John Boehner, GOP, Republicans
Speaker-designate John Boehner, R-Ohio, talks with media on Capitol Hill in Washington Friday, Dec. 17, 2010.(AP Photo/Alex Brandon) AP Photo/Alex Brandon

House Republicans plan on keeping intact an independent ethics committee next year in spite of complaints some lawmakers have had about the group, according to a summary of the new rules Republicans hope to implement when they take control of the House next year.

A draft of the new rules will soon be released online, and the House will vote on whether to adopt the rules on Jan. 5, the first day of the 112th Congress. The new rules focus largely on transparency and the work of House committees, which are largely responsible for drafting and amending legislation. They also focus on fiscal issues like voting on the debt ceiling and put more emphasis on adherence to the Constitution.

"These reforms represent Republicans' first step in keeping the promises we outlined in the Pledge to America to change the way Washington works and address the people's priorities: creating jobs and cutting spending," incoming House Speaker John Boehner said in a statement.

The Sunlight Foundation, a nonpartisan watchdog group that monitors transparency in government, praised the proposed rules and called the GOP's decision to keep the Office of Congressional Ethics (OCE) "fantastic news."

The OCE is an independent panel of bipartisan, private citizens that investigates lawmakers and has the power to refer ethics cases to the internal House ethics committee. Outgoing House Speaker Nancy Pelosi created the OCE in 2008, and Boehner and other Republicans voted against its creation. Lawmakers from both parties have complained that the OCE publishes information about its investigations each quarter, regardless of whether the investigations are finished -- painting some politicians in a bad light before they have been found guilty of anything.

Still, the OCE has served as one more check on Congress, which some see as critical given that the House ethics committee can be weighed down by politics.

In a move to further improve House ethics rules, Republicans want to bar former members of Congress from lobbying in the congressional gym.

A number of changes will be made to improve transparency and accountability, such as forcing members to vote when they want to raise the national debt ceiling, versus letting the increase slide by as part of the conference report on the annual budget resolution.

Under the new rules, bills will have to be placed online for three days before they are voted on, and for the first time it will become standard format to publish all legislation electronically.

House Committees will also face new transparency rules. The legislative panels will have to post online all committee votes on a bill markup (the process of amending a bill in committee), publish committee attendance records online, and webcast all of their hearings and markup sessions. The text of any amendments adopted in a markup will also have to be made available online.

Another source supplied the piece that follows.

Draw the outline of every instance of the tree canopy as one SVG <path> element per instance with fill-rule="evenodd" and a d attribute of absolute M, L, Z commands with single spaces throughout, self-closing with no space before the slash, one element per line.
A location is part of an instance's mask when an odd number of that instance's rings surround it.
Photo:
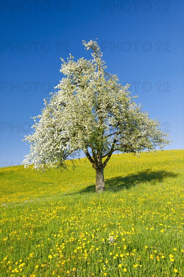
<path fill-rule="evenodd" d="M 75 61 L 71 54 L 67 61 L 61 59 L 64 76 L 34 117 L 34 131 L 24 140 L 31 144 L 30 153 L 23 164 L 63 168 L 66 160 L 79 157 L 83 150 L 96 170 L 98 191 L 104 189 L 103 169 L 115 151 L 138 155 L 162 149 L 168 141 L 158 122 L 136 104 L 129 85 L 107 72 L 97 42 L 83 44 L 92 50 L 91 59 Z"/>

The new rules also include Boehner's "Cut Go" proposal, which requires that any increase in mandatory spending be offset with spending cuts elsewhere -- instead of new taxes or debt.

As the GOP also promised, the new rules require that legislators provide citations in all bills to prove that their proposed laws are constitutional. The rules package also calls for the entire Constitution to be read aloud in the House on Jan. 6.